Momentos estelares de la representación

ENTREPARÉNTESIS

Julio Trujillo
Julio Trujillo La Razón de México

La representación es un problema. Entre la mera copia y la exposición vívida de un tema se abre un debate interminable, que le ha interesado a la filosofía y que el arte encarna. En el terreno del arte, la obra más rabiosamente contemporánea, híper consciente de sí misma, en realidad no queda tan lejos de la representación de un bisonte en la cueva de Lascaux.

El autor de ese bisonte es el artista (hay que llamarlo de alguna manera), figura que incomodó muchísimo a Platón, quien razonaba así: hay una idea de bisonte, un modelo perfecto del cual todos los bisontes de este mundo son una copia; al dibujarlo en una pared, el artista miserable está copiando una copia. Si hay un mundo de ideas modélicas, todo en el mundo nuestro es representación, y todos somos, en la ciudad platónica, plagiarios.

Las hermosas paradojas visuales de Magritte y la gramática del Tractatus de Wittgenstein, que quisiera ser autosuficiente, encaran el problema de la representación, a veces riéndose (la pipa de Magritte sí es una pipa, aunque no se pueda fumar) y a veces optando por el silencio, como cuando Wittgenstein se descubre atrapado por el lenguaje (que no lo es todo) y se impone mejor callar.

El asunto fascinó a Borges, quien repetidamente juega con la idea de un mapa que se incluya a sí mismo, o de una biblioteca de bibliotecas. Su personaje Pierre Menard es un ilustre ejemplo de los avatares de la representación, ya que su obra maestra (no incluida en su bibliografía) acaso sea un capítulo del Quijote, fiel, palabra por palabra, al Quijote de Cervantes, pero diferente: Menard no copia el original sino que lo vuelve a escribir, para lo cual ideó un método “relativamente simple”: aprender español, abrazar la fe católica, pelear contra los moros y los turcos, olvidar la historia de Europa entre los años 1602 y 1918 y ser Miguel de Cervantes. Al cotejar dos párrafos aparentemente idénticos, veremos que la complejidad de Menard es más interesante que la espontaneidad de Cervantes…

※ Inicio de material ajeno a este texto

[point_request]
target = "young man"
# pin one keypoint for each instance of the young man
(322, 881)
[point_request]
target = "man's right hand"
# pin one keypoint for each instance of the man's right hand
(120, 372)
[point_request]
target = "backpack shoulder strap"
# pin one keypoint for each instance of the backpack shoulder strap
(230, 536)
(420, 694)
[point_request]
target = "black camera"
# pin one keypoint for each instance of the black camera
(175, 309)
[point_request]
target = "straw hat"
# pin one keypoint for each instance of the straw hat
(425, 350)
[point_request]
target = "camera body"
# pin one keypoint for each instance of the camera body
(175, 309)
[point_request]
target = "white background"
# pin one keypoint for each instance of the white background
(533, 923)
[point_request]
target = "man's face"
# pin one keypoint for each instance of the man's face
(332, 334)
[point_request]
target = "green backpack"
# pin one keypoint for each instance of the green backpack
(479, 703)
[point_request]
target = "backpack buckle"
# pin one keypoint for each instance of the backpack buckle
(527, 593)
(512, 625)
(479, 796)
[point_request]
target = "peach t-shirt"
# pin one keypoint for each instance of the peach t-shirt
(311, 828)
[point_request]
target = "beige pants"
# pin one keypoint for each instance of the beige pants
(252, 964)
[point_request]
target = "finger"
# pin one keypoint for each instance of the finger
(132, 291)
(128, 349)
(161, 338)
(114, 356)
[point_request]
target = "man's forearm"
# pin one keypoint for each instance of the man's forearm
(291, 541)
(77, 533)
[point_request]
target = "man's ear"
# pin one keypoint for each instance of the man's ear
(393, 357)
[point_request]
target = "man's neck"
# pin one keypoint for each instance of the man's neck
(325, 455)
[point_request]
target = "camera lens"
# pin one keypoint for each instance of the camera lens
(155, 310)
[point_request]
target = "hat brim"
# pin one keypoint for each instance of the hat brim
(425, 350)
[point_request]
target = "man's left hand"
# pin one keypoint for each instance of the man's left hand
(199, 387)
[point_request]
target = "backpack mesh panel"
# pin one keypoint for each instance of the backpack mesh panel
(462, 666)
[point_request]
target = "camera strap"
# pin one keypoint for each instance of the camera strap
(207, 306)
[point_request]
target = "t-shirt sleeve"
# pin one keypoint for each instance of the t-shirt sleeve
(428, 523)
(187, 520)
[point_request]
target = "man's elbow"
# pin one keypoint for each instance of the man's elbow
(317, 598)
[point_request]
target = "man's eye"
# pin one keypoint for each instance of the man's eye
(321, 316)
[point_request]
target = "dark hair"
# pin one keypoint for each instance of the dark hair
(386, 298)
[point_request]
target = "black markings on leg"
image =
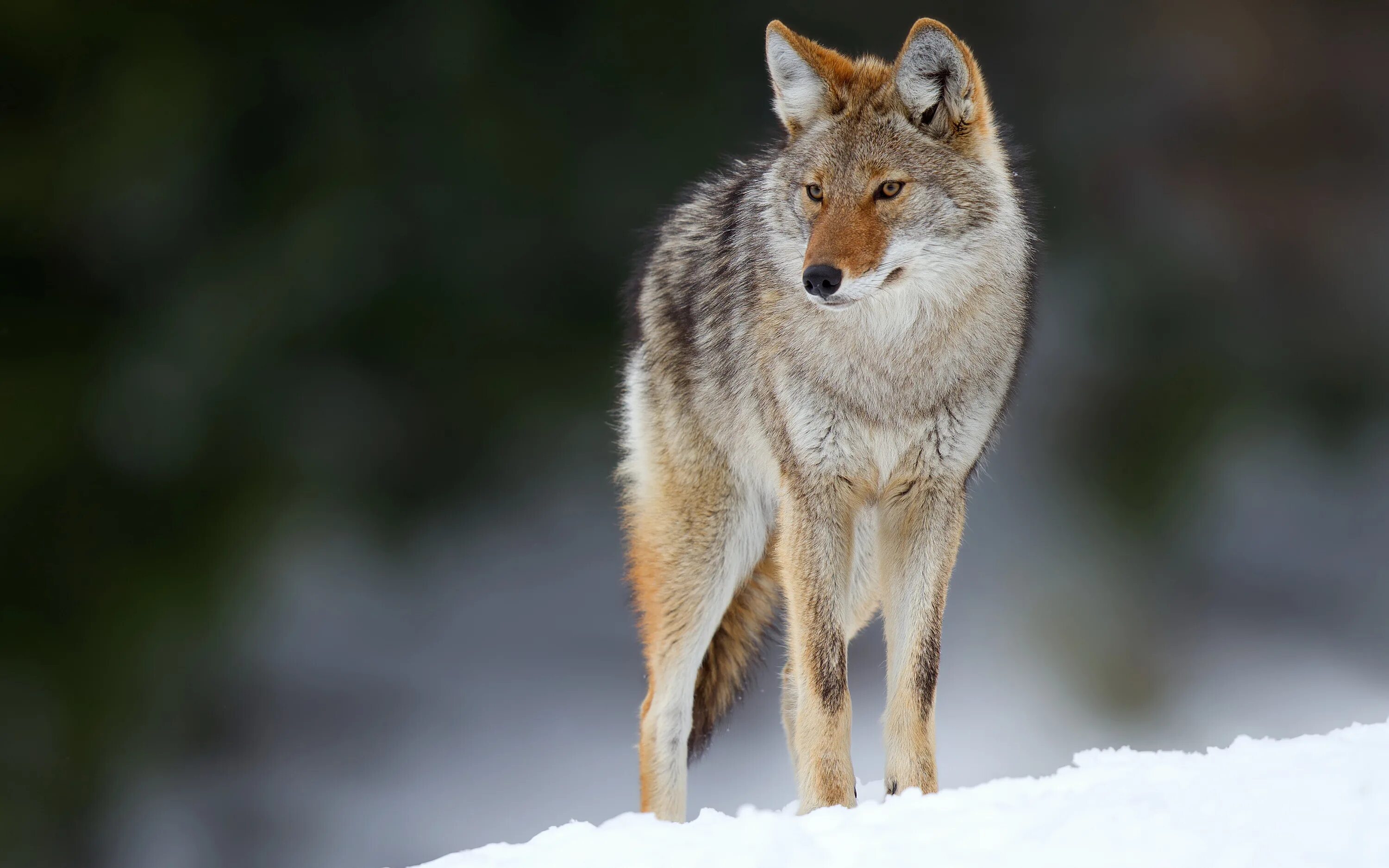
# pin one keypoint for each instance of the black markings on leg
(928, 667)
(830, 668)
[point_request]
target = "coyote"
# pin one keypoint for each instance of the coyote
(827, 338)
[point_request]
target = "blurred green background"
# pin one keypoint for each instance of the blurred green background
(263, 262)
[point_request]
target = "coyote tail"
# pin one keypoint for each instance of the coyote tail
(734, 652)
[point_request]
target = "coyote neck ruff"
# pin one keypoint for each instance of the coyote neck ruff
(828, 337)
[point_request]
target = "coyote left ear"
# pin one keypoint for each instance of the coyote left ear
(939, 82)
(807, 78)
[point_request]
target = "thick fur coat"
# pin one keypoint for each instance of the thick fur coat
(828, 335)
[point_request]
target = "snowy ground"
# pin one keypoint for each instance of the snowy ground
(1313, 800)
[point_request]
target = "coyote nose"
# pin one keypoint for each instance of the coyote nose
(821, 280)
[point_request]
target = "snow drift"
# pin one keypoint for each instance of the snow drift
(1313, 800)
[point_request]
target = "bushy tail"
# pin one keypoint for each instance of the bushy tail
(732, 653)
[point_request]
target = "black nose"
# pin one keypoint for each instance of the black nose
(821, 280)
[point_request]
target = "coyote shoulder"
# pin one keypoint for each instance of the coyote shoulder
(828, 335)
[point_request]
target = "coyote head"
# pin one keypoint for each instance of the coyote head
(892, 175)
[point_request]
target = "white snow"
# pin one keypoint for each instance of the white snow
(1313, 800)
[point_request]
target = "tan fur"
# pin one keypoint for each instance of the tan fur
(770, 441)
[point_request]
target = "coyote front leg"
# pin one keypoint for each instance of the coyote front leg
(920, 535)
(814, 550)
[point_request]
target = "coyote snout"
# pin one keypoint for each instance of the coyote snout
(823, 280)
(778, 455)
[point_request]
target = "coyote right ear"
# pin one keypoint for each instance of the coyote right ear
(807, 78)
(939, 82)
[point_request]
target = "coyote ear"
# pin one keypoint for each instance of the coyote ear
(939, 82)
(807, 78)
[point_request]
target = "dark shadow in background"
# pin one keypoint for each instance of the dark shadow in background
(289, 289)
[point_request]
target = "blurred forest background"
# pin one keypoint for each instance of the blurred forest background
(309, 341)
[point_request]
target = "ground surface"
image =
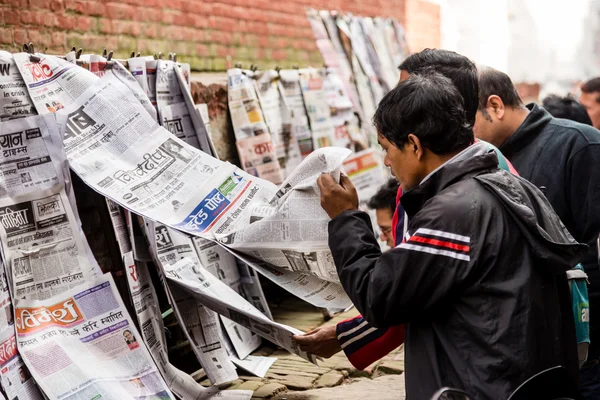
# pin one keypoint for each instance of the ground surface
(292, 378)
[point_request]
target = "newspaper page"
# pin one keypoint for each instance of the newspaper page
(53, 83)
(14, 375)
(14, 97)
(82, 344)
(42, 243)
(168, 90)
(215, 295)
(289, 87)
(172, 246)
(315, 99)
(366, 173)
(152, 329)
(278, 119)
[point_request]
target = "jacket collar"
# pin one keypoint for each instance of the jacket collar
(529, 130)
(470, 162)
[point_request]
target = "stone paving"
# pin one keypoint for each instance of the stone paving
(292, 378)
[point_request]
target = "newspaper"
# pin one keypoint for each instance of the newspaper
(366, 173)
(172, 246)
(246, 115)
(168, 90)
(116, 148)
(279, 120)
(150, 320)
(42, 244)
(218, 297)
(14, 97)
(289, 87)
(53, 83)
(83, 344)
(14, 375)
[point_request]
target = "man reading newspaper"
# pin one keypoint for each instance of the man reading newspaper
(478, 239)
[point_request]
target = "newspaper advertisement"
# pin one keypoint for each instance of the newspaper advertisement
(258, 157)
(246, 115)
(289, 87)
(53, 83)
(278, 119)
(152, 329)
(14, 375)
(42, 243)
(172, 246)
(27, 160)
(366, 173)
(14, 97)
(168, 90)
(82, 344)
(212, 293)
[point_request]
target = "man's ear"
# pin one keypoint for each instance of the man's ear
(415, 146)
(496, 103)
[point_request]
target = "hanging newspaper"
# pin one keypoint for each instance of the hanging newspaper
(366, 173)
(217, 296)
(82, 344)
(289, 86)
(53, 83)
(150, 320)
(172, 246)
(42, 244)
(14, 375)
(14, 97)
(130, 159)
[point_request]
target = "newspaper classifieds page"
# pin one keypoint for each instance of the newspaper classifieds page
(14, 375)
(53, 83)
(14, 97)
(82, 344)
(152, 329)
(172, 246)
(278, 120)
(42, 243)
(289, 86)
(215, 295)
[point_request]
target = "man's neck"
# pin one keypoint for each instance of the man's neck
(513, 120)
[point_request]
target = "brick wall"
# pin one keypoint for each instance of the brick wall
(201, 32)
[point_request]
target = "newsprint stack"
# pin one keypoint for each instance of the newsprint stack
(130, 130)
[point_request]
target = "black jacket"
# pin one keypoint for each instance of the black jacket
(477, 281)
(564, 157)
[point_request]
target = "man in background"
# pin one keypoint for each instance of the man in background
(590, 98)
(562, 158)
(384, 204)
(566, 108)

Cézanne no imaginó que sus pinceles y sus manzanas estaban pariendo al arte moderno, y tampoco que sería protagonista de una rabieta sobre la representación. Él pintó a su esposa, Marie Hortense Fiquet, en veintitantas ocasiones (en todas aparece muy seria, por cierto, ya que no se llevaban nada bien). Años después, un estudioso, Erle Loran, queriendo explicar el manejo de los volúmenes, las tensiones y los equilibrios de uno de esos retratos de Madame Cézanne, hizo un diagrama muy sencillo, con tres o cuatro líneas y flechas y unas cuantas letras, intentando explicar la maravilla compositiva del gran pintor. Otro artista joven, Roy Lich-tenstein, vio el diagrama, lo copió íntegramente, y lo título Retrato de Madame Cézanne, lo cual enfureció a Loran, quien acusó a Lichtenstein de plagio… El camino abismal de la señora Marie Hortense es fascinante: representada por Cézanne, su esposo; diagramada por Erle Loran, el crítico, y vuelta a representar por Lich-tenstein, protagonista del arte pop.

Cuando representamos algo, nuestra aportación somos nosotros mismos. O, para decirlo con una frase que le gustaba a Van Gogh: “El arte es el hombre agregado a la naturaleza”.